6 Howl ye; for the day of the LORD is at hand; it shall come as a destruction from the Almighty.

(13:6-9) On God's day he will kill sinners with great anger, wrath, and cruelty. Those who die will have their faces consumed by flames.
The key phrase here is “sinners”, those who have done evil, see verse 11.

7 Therefore shall all hands be faint, and every man’s heart shall melt:

8 And they shall be afraid: pangs and sorrows shall take hold of them; they shall be in pain as a woman that travaileth: they shall be amazed one at another; their faces shall be as flames.

9 Behold, the day of the LORD cometh, cruel both with wrath and fierce anger, to lay the land desolate: and he shall destroy the sinners thereof out of it.

10 For the stars of heaven and the constellations thereof shall not give their light: the sun shall be darkened in his going forth, and the moon shall not cause her light to shine.

According to the Bible, the moon produces its own light and the earth does not move.
Right. Or perhaps we should consult Sir Isaac Newton on this one (Matthew 24:29).

11 And I will punish the world for their evil, and the wicked for their iniquity; and I will cause the arrogancy of the proud to cease, and will lay low the haughtiness of the terrible.

12 I will make a man more precious than fine gold; even a man than the golden wedge of Ophir.

13 Therefore I will shake the heavens, and the earth shall remove out of her place, in the wrath of the LORD of hosts, and in the day of his fierce anger.

When God gets really angry, he causes earthquakes.
Even earthquakes are in God's hand, that is true.

14 And it shall be as the chased roe, and as a sheep that no man taketh up: they shall every man turn to his own people, and flee every one into his own land.

15 Every one that is found shall be thrust through; and every one that is joined unto them shall fall by the sword.

(13:15-18) If God can find you, he will "thrust you through," smash your children "to pieces" before your eyes, and rape your wife.
This is all still part of the prophesy of how Babylon would come to its end. They had done these things to the nations they conquered. Now these things would come upon their own head.

16 Their children also shall be dashed to pieces before their eyes; their houses shall be spoiled, and their wives ravished.

17 Behold, I will stir up the Medes against them, which shall not regard silver; and as for gold, they shall not delight in it.

18 Their bows also shall dash the young men to pieces; and they shall have no pity on the fruit of the womb; their eye shall not spare children.

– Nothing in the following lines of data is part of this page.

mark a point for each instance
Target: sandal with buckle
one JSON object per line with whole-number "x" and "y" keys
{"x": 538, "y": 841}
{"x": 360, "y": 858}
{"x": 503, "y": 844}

19 And Babylon, the glory of kingdoms, the beauty of the Chaldees’ excellency, shall be as when God overthrew Sodom and Gomorrah.

20 It shall never be inhabited, neither shall it be dwelt in from generation to generation: neither shall the Arabian pitch tent there; neither shall the shepherds make their fold there.

(13:19-20) These verses falsely predict that Babylon will never again be inhabited.
And Babylon has never been inhabited again, despite the author of the SAB playing the science card:

All that remains today of the ancient famed city of Babylon is a mound, or tell, of broken mud-brick buildings and debris in the fertile Mesopotamian plain between the Tigris and Euphrates rivers, in what is now Iraq.

Saddam Hussein wanted to rebuilt the city. And started doing so. Isn't it interesting that he was toppled before he could complete the project?

21 But wild beasts of the desert shall lie there; and their houses shall be full of doleful creatures; and owls shall dwell there, and satyrs shall dance there.

(13:21-22) Dragons will live in Babylonian palaces and satyrs will dance there.
The Hebrew word that is translated with satyr is usually translated with goat. But given the desolation in this place, the translators might have in mind a demon possessed goat, like the swine of Gadara (Matthew 8:32), and therefore have used the word satyr.

22 And the wild beasts of the islands shall cry in their desolate houses, and dragons in their pleasant palaces: and her time is near to come, and her days shall not be prolonged.

The word dinosaur was only coined in 1842, by creationist Richard Owen. Before that people used the word dragon. And one might ask : how could the Bible authors know about dinosaurs if they had died 60 million years ago?